I know that if $R$ is noetherian then the statement holds true by Hilbert basis theorem. However I am looking for a example where it doesn't hold true if $R$ is not noetherian.
I was specifically wondering about the ring of the algebraic integers defined in the first example of this answer. If my ring $R$ is the ring of algebraic integers as defined in the link what would be an infinitely generated ideal in that case?
$R$ is noetherian iff $R[X]$ is noetherian, because $R$ is a quotient of $R[X]$. Explicitly, if $I$ is a not finitely generated ideal of $R$ then the preimage under $X \mapsto 0$, that is, $I + X R[X]$ is a not finitely generated ideal of $R[X]$.

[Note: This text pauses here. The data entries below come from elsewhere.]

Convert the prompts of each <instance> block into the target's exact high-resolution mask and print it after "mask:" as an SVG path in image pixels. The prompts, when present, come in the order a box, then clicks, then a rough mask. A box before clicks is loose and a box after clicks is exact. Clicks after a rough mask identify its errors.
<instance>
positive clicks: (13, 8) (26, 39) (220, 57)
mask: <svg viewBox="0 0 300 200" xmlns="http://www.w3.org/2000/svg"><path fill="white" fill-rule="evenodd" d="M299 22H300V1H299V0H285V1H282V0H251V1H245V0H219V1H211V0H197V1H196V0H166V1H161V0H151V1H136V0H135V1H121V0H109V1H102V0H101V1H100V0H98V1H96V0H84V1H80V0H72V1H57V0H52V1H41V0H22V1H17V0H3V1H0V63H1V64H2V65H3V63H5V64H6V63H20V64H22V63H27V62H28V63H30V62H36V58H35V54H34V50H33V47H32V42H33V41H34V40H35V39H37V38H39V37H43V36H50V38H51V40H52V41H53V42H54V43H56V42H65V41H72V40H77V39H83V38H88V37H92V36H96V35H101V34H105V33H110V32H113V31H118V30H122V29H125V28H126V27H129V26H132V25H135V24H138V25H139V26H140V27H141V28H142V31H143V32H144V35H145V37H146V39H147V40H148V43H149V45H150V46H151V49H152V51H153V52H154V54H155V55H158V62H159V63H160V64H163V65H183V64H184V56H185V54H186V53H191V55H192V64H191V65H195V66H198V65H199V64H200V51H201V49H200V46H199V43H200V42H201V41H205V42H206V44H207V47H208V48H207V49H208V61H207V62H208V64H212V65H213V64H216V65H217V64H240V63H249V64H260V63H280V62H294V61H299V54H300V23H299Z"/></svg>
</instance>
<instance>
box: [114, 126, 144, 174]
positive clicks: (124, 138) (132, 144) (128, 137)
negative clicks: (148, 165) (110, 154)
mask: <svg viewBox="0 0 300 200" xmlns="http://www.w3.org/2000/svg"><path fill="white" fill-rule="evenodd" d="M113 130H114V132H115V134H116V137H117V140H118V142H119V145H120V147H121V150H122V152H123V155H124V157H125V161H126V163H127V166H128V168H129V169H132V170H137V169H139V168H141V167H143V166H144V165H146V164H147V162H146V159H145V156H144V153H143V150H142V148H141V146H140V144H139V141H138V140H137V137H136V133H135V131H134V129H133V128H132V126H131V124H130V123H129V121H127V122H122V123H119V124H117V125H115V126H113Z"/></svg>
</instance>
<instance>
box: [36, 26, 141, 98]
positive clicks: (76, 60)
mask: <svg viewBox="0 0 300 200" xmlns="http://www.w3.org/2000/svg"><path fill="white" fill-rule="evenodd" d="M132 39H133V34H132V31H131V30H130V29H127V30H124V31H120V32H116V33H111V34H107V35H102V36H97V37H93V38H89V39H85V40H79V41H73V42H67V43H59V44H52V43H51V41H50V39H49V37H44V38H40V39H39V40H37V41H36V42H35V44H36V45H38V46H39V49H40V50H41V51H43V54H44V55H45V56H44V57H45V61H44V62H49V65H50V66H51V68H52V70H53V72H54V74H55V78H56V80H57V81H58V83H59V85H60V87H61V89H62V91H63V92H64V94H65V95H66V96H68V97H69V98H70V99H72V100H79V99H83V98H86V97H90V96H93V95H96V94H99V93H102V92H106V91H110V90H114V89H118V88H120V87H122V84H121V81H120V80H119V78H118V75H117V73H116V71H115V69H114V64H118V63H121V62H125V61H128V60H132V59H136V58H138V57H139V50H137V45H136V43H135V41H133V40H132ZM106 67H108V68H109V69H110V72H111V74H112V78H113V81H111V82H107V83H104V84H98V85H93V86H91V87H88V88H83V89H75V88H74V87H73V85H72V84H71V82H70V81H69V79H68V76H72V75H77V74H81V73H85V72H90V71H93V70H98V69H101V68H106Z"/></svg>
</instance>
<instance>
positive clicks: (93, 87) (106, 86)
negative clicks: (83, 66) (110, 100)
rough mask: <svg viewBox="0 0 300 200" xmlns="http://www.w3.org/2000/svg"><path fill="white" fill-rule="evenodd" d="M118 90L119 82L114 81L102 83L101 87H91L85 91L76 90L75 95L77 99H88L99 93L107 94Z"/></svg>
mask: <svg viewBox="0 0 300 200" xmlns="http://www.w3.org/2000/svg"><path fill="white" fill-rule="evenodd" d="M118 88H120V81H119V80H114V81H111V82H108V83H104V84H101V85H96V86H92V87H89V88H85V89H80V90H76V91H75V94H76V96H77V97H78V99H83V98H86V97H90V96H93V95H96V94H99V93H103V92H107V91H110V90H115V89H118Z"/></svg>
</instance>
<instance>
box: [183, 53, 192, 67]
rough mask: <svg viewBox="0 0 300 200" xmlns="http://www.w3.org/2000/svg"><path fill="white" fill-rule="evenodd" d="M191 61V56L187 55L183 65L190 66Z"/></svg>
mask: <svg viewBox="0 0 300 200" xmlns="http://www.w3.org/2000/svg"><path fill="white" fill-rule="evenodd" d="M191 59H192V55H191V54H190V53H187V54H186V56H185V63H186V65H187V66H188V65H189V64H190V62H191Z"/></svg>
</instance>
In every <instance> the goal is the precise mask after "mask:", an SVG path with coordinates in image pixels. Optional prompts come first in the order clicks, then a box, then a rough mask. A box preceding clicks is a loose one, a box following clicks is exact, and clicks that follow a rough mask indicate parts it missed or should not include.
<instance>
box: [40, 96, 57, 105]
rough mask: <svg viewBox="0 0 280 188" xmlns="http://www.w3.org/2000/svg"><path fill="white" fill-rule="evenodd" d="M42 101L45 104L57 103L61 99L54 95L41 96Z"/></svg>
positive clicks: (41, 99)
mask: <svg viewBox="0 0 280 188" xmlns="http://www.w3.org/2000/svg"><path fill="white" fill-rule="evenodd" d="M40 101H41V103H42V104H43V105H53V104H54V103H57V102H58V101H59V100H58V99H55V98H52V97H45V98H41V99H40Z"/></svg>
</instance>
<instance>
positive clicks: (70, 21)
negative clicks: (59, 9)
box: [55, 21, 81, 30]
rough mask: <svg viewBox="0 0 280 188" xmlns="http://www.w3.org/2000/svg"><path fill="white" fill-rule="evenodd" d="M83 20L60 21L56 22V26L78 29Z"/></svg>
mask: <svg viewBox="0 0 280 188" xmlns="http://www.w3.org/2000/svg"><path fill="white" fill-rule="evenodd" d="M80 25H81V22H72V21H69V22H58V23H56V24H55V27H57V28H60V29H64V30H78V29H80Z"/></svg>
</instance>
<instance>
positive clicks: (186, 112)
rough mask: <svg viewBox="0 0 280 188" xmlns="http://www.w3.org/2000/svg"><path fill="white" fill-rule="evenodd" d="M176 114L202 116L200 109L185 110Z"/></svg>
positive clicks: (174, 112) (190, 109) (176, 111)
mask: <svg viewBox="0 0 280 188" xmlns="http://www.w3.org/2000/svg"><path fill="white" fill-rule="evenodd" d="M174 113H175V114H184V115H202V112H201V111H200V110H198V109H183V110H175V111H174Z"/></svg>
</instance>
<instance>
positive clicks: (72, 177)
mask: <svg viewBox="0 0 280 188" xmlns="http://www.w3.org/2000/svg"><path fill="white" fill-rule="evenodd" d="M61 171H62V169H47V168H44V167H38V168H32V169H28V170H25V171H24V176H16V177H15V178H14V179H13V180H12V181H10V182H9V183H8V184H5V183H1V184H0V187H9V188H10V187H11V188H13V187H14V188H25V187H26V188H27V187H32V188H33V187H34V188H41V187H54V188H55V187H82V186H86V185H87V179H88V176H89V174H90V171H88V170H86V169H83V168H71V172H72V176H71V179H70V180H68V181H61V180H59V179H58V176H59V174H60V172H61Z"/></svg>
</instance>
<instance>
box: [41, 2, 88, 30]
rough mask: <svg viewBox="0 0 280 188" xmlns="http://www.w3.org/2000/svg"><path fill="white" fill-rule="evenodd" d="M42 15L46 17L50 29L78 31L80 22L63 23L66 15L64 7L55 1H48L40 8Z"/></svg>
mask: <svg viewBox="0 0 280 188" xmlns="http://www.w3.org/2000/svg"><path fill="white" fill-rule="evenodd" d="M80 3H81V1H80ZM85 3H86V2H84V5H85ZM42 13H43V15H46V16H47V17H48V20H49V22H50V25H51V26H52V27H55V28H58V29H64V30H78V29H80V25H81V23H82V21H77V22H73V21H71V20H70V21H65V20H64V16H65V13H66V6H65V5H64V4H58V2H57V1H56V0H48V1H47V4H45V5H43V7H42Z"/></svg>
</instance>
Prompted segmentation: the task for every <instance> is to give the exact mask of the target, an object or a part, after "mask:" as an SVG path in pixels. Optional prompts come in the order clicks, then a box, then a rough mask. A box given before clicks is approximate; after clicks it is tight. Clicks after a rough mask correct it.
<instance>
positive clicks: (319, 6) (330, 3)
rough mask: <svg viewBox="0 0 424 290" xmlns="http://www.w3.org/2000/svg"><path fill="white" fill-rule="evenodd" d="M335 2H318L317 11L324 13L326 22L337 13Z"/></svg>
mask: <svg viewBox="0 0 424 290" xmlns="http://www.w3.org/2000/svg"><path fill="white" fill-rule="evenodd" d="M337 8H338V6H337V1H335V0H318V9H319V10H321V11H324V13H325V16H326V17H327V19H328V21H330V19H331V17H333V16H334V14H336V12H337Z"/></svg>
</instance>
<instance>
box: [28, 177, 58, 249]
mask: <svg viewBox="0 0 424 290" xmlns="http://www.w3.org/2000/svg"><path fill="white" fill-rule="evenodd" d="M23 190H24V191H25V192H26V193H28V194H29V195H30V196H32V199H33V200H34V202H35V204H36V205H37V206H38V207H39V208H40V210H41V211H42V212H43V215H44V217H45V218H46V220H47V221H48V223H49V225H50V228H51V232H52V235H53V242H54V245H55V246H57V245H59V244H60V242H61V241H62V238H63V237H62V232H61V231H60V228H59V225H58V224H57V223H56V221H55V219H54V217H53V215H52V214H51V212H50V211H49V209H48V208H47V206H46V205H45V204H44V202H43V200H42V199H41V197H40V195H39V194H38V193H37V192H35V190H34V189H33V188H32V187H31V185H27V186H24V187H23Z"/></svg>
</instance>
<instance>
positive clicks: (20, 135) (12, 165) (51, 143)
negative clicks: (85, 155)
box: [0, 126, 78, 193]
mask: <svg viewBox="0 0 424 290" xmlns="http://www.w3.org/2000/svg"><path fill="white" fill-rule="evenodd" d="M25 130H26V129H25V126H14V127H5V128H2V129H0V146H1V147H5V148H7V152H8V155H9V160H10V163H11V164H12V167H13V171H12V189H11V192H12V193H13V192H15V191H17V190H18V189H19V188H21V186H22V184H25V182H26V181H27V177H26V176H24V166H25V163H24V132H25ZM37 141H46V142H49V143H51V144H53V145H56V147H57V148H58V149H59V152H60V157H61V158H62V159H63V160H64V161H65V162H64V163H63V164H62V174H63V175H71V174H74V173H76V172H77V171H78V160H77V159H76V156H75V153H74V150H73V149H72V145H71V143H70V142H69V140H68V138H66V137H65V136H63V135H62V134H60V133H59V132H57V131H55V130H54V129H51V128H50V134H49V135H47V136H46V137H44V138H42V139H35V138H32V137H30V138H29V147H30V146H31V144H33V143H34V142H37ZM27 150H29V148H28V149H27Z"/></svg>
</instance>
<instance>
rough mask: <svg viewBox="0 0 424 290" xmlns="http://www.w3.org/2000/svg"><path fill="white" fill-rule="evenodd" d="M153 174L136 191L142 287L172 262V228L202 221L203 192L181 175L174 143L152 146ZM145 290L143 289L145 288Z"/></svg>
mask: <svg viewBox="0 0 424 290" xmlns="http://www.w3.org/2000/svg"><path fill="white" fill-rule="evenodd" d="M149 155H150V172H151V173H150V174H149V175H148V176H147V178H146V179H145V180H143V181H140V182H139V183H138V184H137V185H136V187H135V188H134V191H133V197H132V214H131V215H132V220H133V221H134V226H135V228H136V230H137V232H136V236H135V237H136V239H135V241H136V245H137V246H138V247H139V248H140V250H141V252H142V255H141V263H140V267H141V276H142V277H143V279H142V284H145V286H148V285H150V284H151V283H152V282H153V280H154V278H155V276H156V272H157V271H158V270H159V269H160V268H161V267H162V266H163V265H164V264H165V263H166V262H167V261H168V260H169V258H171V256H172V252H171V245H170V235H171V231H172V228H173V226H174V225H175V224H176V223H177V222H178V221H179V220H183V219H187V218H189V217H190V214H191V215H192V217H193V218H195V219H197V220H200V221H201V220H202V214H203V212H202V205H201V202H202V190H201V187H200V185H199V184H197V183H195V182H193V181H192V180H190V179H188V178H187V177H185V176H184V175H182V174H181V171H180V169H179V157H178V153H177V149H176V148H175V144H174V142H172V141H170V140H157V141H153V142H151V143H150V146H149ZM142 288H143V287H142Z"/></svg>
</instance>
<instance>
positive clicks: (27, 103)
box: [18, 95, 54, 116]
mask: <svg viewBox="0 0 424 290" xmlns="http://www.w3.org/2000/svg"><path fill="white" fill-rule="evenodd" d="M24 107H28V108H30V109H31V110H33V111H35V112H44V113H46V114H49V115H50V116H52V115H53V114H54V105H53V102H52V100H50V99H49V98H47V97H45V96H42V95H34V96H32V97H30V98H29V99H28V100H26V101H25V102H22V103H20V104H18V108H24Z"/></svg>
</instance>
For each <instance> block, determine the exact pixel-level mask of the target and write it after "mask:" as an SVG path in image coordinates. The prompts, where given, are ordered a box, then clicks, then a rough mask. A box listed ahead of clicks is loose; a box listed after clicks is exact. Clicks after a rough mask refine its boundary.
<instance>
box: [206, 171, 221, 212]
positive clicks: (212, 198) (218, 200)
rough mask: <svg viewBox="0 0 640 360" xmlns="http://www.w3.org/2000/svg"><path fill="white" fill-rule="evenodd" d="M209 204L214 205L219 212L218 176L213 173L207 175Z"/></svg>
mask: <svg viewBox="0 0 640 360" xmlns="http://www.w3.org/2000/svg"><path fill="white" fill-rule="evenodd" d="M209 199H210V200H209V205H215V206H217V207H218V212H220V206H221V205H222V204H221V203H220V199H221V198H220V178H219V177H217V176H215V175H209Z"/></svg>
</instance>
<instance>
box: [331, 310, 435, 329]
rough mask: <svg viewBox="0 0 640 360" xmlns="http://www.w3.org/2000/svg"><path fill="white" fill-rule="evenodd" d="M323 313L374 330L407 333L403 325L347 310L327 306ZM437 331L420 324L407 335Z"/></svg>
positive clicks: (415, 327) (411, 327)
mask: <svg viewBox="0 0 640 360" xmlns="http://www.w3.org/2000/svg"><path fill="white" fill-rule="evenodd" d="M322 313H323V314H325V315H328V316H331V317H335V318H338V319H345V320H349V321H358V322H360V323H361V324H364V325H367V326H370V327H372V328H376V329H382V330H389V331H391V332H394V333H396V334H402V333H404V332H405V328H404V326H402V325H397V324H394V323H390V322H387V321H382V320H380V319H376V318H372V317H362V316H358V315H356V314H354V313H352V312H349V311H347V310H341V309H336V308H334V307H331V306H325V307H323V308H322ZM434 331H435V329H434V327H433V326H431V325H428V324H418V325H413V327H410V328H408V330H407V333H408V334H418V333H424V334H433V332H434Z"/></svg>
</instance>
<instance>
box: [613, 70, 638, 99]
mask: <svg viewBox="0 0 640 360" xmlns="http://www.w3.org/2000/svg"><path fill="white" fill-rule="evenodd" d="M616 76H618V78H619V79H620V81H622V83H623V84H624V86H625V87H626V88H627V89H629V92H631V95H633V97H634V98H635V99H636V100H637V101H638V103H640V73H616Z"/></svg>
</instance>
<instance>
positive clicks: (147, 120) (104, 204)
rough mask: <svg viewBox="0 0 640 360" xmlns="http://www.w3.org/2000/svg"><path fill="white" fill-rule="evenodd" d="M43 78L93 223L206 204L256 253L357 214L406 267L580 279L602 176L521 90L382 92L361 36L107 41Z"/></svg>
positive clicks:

Consider $R=k[T_i \ : \ i \in \mathbb{N}]$ (i.e. the polynomial ring over a field $k$ in infinitely many variables $T_i$, this is one of the standard examples of rings that are not noetherian, see also What is an easy example of non-Noetherian domain?), then $R[x_1, \dots, x_n] $ is isomorphic to $R$ (the isomorphism is given by mapping $x_1 \mapsto T_1, \dots, x_n \mapsto T_n, T_j \mapsto T_{n+j}$).
For a concrete ideal, consider the one which is generated by all variables except $T_1$.
In the ring of algebraic integers the ideal $I=\langle\sqrt{2},\sqrt[4]{2}, \sqrt[8]{2},\dots, \sqrt[2^n]{2},\dots \rangle$ is not finitely generated since it is the union of the ideals $I_n=\langle\sqrt[2^n]{2}\rangle$ which form a strictly ascending chain.
The ideal $I[x_1,\dots,x_n]$ (of polynomials in $x_1,\dots,x_n$ with coefficients in $I$) is also not finitely generated.